All of us are fooled some of the time, too. For example, many jokes rely on ambiguities which the punchline then disambiguates. Consider a joke by Bob Monkhouse (again, it’s best said out loud): “I hate Italians… with their little slanty eyes… Oh wait, I mean italics.” We firstly infer that he is a despicable racist; then we deduce that he’s confused; finally, the punchline restores our epistemic equilibrium, making us laugh when we realise that he’s actually talking about typography. It’s also fine to be outwitted by a conjurer’s sleight of hand, in fact, our enjoyment depends on it. The trick is to avoid being bamboozled when there’s a lot more at stake than mere entertainment. It is extremely unfortunate to fall for a quack’s ‘cure’ if our illness is potentially life-threatening and the ‘cure’ doesn’t work. We could be robbed of years of life by putting our trust in an untrustworthy source of medical advice. If your blood pressure is high, making heart disease more likely, a magnetic bracelet will not reduce it, unless the placebo effect helpfully intervenes.

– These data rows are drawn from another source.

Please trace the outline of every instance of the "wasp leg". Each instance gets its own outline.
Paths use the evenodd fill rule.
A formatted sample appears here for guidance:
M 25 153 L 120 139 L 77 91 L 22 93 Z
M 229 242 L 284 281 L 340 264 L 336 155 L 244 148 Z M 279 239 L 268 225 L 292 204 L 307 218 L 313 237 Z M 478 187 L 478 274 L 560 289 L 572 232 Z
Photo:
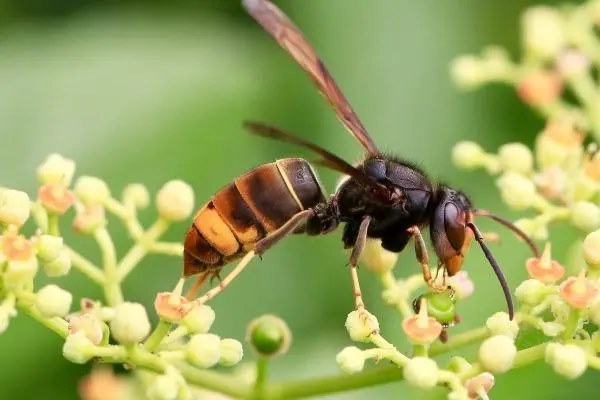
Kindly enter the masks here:
M 362 251 L 365 248 L 365 243 L 367 242 L 367 230 L 369 229 L 369 223 L 371 222 L 371 217 L 366 216 L 363 218 L 360 223 L 360 227 L 358 228 L 358 236 L 356 237 L 356 242 L 354 242 L 354 247 L 352 248 L 352 253 L 350 254 L 350 273 L 352 274 L 352 286 L 354 289 L 354 301 L 356 305 L 356 309 L 364 309 L 365 303 L 362 299 L 362 292 L 360 290 L 360 282 L 358 281 L 358 259 Z
M 235 266 L 235 268 L 225 277 L 221 282 L 219 282 L 218 286 L 215 286 L 201 297 L 196 299 L 196 302 L 199 304 L 204 304 L 208 300 L 215 297 L 217 294 L 221 293 L 225 288 L 233 281 L 239 274 L 246 268 L 250 260 L 254 258 L 254 256 L 260 256 L 266 250 L 268 250 L 271 246 L 277 243 L 279 240 L 283 239 L 286 235 L 294 232 L 296 228 L 298 228 L 303 223 L 314 215 L 313 210 L 304 210 L 300 211 L 298 214 L 294 215 L 290 218 L 285 224 L 279 227 L 276 231 L 272 232 L 270 235 L 262 238 L 256 245 L 253 250 L 250 250 L 246 255 L 240 260 L 240 262 Z
M 198 291 L 200 290 L 200 287 L 202 287 L 204 282 L 206 282 L 206 278 L 208 278 L 209 274 L 210 274 L 210 272 L 206 271 L 206 272 L 201 273 L 198 276 L 198 279 L 196 280 L 196 282 L 194 282 L 194 284 L 188 289 L 187 293 L 185 294 L 186 299 L 192 300 L 198 295 Z
M 408 232 L 412 234 L 415 239 L 415 255 L 417 257 L 417 261 L 419 262 L 419 264 L 421 264 L 423 280 L 432 290 L 436 292 L 444 292 L 448 290 L 450 288 L 449 286 L 445 284 L 440 285 L 439 282 L 436 281 L 435 277 L 431 275 L 431 267 L 429 266 L 429 254 L 427 253 L 425 240 L 423 239 L 423 235 L 421 235 L 421 230 L 419 229 L 419 227 L 416 225 L 411 226 L 410 228 L 408 228 Z

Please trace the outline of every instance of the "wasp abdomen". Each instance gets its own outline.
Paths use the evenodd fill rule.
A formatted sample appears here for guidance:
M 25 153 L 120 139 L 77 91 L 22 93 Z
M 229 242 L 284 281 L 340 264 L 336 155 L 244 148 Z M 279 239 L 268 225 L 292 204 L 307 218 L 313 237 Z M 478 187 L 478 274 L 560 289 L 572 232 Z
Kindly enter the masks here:
M 324 201 L 323 190 L 303 159 L 285 158 L 248 171 L 194 217 L 185 239 L 184 275 L 218 271 L 298 212 Z

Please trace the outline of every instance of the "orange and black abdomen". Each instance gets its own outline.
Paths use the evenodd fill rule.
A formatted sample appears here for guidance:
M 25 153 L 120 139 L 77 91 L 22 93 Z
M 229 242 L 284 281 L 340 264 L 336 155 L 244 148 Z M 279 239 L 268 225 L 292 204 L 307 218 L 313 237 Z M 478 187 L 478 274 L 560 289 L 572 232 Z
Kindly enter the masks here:
M 185 238 L 184 276 L 217 272 L 294 214 L 324 201 L 315 173 L 301 158 L 284 158 L 248 171 L 194 217 Z

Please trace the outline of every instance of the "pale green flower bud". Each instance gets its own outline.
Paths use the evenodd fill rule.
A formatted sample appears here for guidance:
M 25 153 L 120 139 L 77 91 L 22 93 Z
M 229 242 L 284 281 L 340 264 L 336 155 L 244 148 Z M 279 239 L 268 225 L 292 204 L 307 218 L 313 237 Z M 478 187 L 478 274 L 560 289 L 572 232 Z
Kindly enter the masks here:
M 144 340 L 150 333 L 150 321 L 144 306 L 129 302 L 116 306 L 110 331 L 119 343 L 139 343 Z
M 0 224 L 21 226 L 30 212 L 31 200 L 27 193 L 0 188 Z
M 0 304 L 0 334 L 8 328 L 10 318 L 16 315 L 15 297 L 6 297 Z
M 221 358 L 221 339 L 212 333 L 193 335 L 186 345 L 188 362 L 199 368 L 210 368 Z
M 584 232 L 600 228 L 600 207 L 588 201 L 578 201 L 571 208 L 571 223 Z
M 452 60 L 450 75 L 454 83 L 464 89 L 474 89 L 488 80 L 483 63 L 472 55 L 463 55 Z
M 528 174 L 533 170 L 533 154 L 522 143 L 508 143 L 498 151 L 500 165 L 505 171 Z
M 511 339 L 517 337 L 519 333 L 519 324 L 516 320 L 510 320 L 505 312 L 497 312 L 487 319 L 485 326 L 492 335 L 505 335 Z
M 182 320 L 190 333 L 207 333 L 215 321 L 215 312 L 205 304 L 196 304 Z
M 58 183 L 69 186 L 74 174 L 75 162 L 56 153 L 50 154 L 37 169 L 38 180 L 43 185 Z
M 51 278 L 56 278 L 69 273 L 71 270 L 71 255 L 67 249 L 62 249 L 54 260 L 42 264 L 42 268 L 46 275 Z
M 434 387 L 439 379 L 439 368 L 434 360 L 427 357 L 414 357 L 404 366 L 404 379 L 409 384 L 430 389 Z
M 475 169 L 485 164 L 485 151 L 475 142 L 458 142 L 452 148 L 452 162 L 459 168 Z
M 63 238 L 59 236 L 40 235 L 35 241 L 37 257 L 43 263 L 54 261 L 63 247 Z
M 272 357 L 287 353 L 292 342 L 292 332 L 284 320 L 267 314 L 248 324 L 246 340 L 257 355 Z
M 106 182 L 93 176 L 81 176 L 75 182 L 74 190 L 77 198 L 86 206 L 101 205 L 110 198 Z
M 571 313 L 571 307 L 560 298 L 552 301 L 552 304 L 550 304 L 550 310 L 552 311 L 554 318 L 563 324 L 567 322 L 569 314 Z
M 493 373 L 508 371 L 515 361 L 517 347 L 508 336 L 492 336 L 479 347 L 479 362 L 483 368 Z
M 194 210 L 194 192 L 190 185 L 180 180 L 167 182 L 156 195 L 156 208 L 168 221 L 181 221 Z
M 521 229 L 527 236 L 536 240 L 548 239 L 548 225 L 544 221 L 521 218 L 515 221 L 517 228 Z
M 505 172 L 496 184 L 500 188 L 502 200 L 515 210 L 524 210 L 533 205 L 536 191 L 535 185 L 525 176 L 516 172 Z
M 123 189 L 123 203 L 133 204 L 137 208 L 146 208 L 150 204 L 150 193 L 141 183 L 132 183 Z
M 585 237 L 582 250 L 587 265 L 590 268 L 600 268 L 600 229 Z
M 587 369 L 585 351 L 574 344 L 550 343 L 546 347 L 546 362 L 567 379 L 579 378 Z
M 365 357 L 358 347 L 344 347 L 335 357 L 340 369 L 347 374 L 355 374 L 362 371 L 365 366 Z
M 535 6 L 522 17 L 523 45 L 542 59 L 554 58 L 567 45 L 565 21 L 555 8 Z
M 231 367 L 242 360 L 244 349 L 242 344 L 235 339 L 223 339 L 219 343 L 221 357 L 219 364 L 225 367 Z
M 517 299 L 528 305 L 536 305 L 541 303 L 548 294 L 548 288 L 537 279 L 527 279 L 515 290 Z
M 573 198 L 577 200 L 591 200 L 598 192 L 600 192 L 600 183 L 587 174 L 579 173 L 575 177 Z
M 46 285 L 37 292 L 35 306 L 46 318 L 64 317 L 71 309 L 73 296 L 56 285 Z
M 84 332 L 68 335 L 63 345 L 63 356 L 75 364 L 85 364 L 94 357 L 95 346 Z
M 590 307 L 589 317 L 596 326 L 600 326 L 600 298 L 596 299 Z
M 4 287 L 6 289 L 20 289 L 31 283 L 37 273 L 37 258 L 30 257 L 27 260 L 11 260 L 3 274 Z
M 554 321 L 541 322 L 540 328 L 542 329 L 542 332 L 544 332 L 544 335 L 548 337 L 556 337 L 565 330 L 565 326 L 563 324 Z
M 556 59 L 556 68 L 566 77 L 584 74 L 590 68 L 590 59 L 580 51 L 567 49 Z
M 346 318 L 346 330 L 355 342 L 368 342 L 373 333 L 379 332 L 379 321 L 367 310 L 354 310 Z
M 150 400 L 175 400 L 179 391 L 179 382 L 170 375 L 156 377 L 146 391 Z
M 74 315 L 69 319 L 69 334 L 73 335 L 77 332 L 83 334 L 93 344 L 102 343 L 104 338 L 105 324 L 93 314 Z
M 380 239 L 368 239 L 360 255 L 360 261 L 375 273 L 382 274 L 394 268 L 398 253 L 381 247 Z

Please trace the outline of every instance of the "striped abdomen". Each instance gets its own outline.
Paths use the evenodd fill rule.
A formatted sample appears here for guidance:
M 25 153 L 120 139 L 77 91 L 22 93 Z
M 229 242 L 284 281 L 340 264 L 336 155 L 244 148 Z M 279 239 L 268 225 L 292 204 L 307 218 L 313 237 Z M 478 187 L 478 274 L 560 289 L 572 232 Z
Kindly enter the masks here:
M 294 214 L 324 201 L 317 177 L 301 158 L 284 158 L 248 171 L 194 217 L 185 237 L 184 276 L 218 271 Z

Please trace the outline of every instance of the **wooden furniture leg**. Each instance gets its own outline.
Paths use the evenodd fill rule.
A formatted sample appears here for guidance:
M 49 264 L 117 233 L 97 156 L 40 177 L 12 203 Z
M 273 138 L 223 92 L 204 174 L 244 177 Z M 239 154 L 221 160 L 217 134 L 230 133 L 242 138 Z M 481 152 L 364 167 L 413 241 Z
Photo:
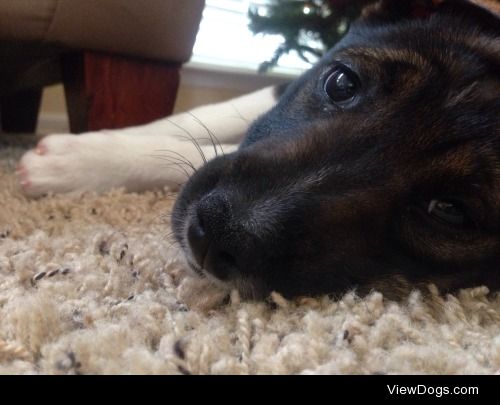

However, there are reliable ways of reducing blood pressure: by adjusting diet and exercise, or by taking doctor-prescribed medication. There are facts of the matter, and good medical practice is backed up by empirical data. ACE inhibitors and beta blockers work: magnetic bracelets are ineffective. And yet we can convince ourselves that the fake cure is doing good, courtesy of that well-established psychological phenomenon the placebo effect (from the Latin placebo meaning ‘I shall please’), which sometimes makes a fake cure work, to a degree. It does this by triggering the brain’s ‘feel-good’ chemicals, endorphins, and by unleashing the neurotransmitter dopamine. The placebo effect is a psychological phenomenon which relies on our ability to harness our powers of thought to improve our health – albeit the effect is subjective: if you think that the placebo is doing good, then it will do good, or at least, appear to do good. The opposite phenomenon is the ‘nocebo’ effect. If you think that something is harmful, then it becomes harmful, whatever the objective realities otherwise. These are epistemic effects, for in both cases our beliefs are fooling us and keeping us from the truth.

The Australian comedian Tim Minchin quips that “You know what they call alternative medicine that’s been proved to work? – Medicine.” I would quibble with his use of the word ‘proved’ here – ‘demonstrated’ would be better, for medical knowledge is provisional, not provable like maths. However, he makes an excellent point. In the unlikely event of the ‘alternative’ magnetic bracelet approach to high blood pressure being shown by empirical evidence to be effective, it becomes part of medical knowledge. Otherwise, it is pseudoscientific woo-woo, and to be shunned.

Magnetic Attraction

Such is the seriousness of medical swindling that the state should arguably have a role in combating it. There is no need to monitor the trickery of the comedian or the stage conjurer, but crooks touting fake cures deserve close official attention. To protect the public from its own folly, they need to be watched and prosecuted. (The word ‘folly’ is a little harsh perhaps, for the claims of magnetic bracelet vendors, though spurious, have a superficial plausibility.)

I contacted the authorities here in Ireland who deal with this sort of thing. But to protect my own blood pressure I almost gave up on the lengthy back-and-forth of emails. Eventually the Health Products Regulatory Authority conceded that the bracelets didn’t work: “where such bracelet products have been reviewed, the HPRA has not seen evidence to date to support medical claims of this nature” (email, 31/08/2022). They offered to take on the case, if I provided “further details including the name of the legal manufacturer or any product packaging/labelling or images if available.”

Snake oil has never been a thing here in Ireland, since Saint Patrick drove all the snakes into the sea. Ironically we still seem to be attracted to bogus magnetic bracelets. Caveat emptor. Cave fraudator.

© Dr Seán Moran 2022

Seán Moran teaches postgraduate students in Ireland, and is professor of philosophy at one of the oldest universities in the Punjab. His doctorate is in philosophy, not medicine, so please consult a proper medical practitioner if you are affected by this article.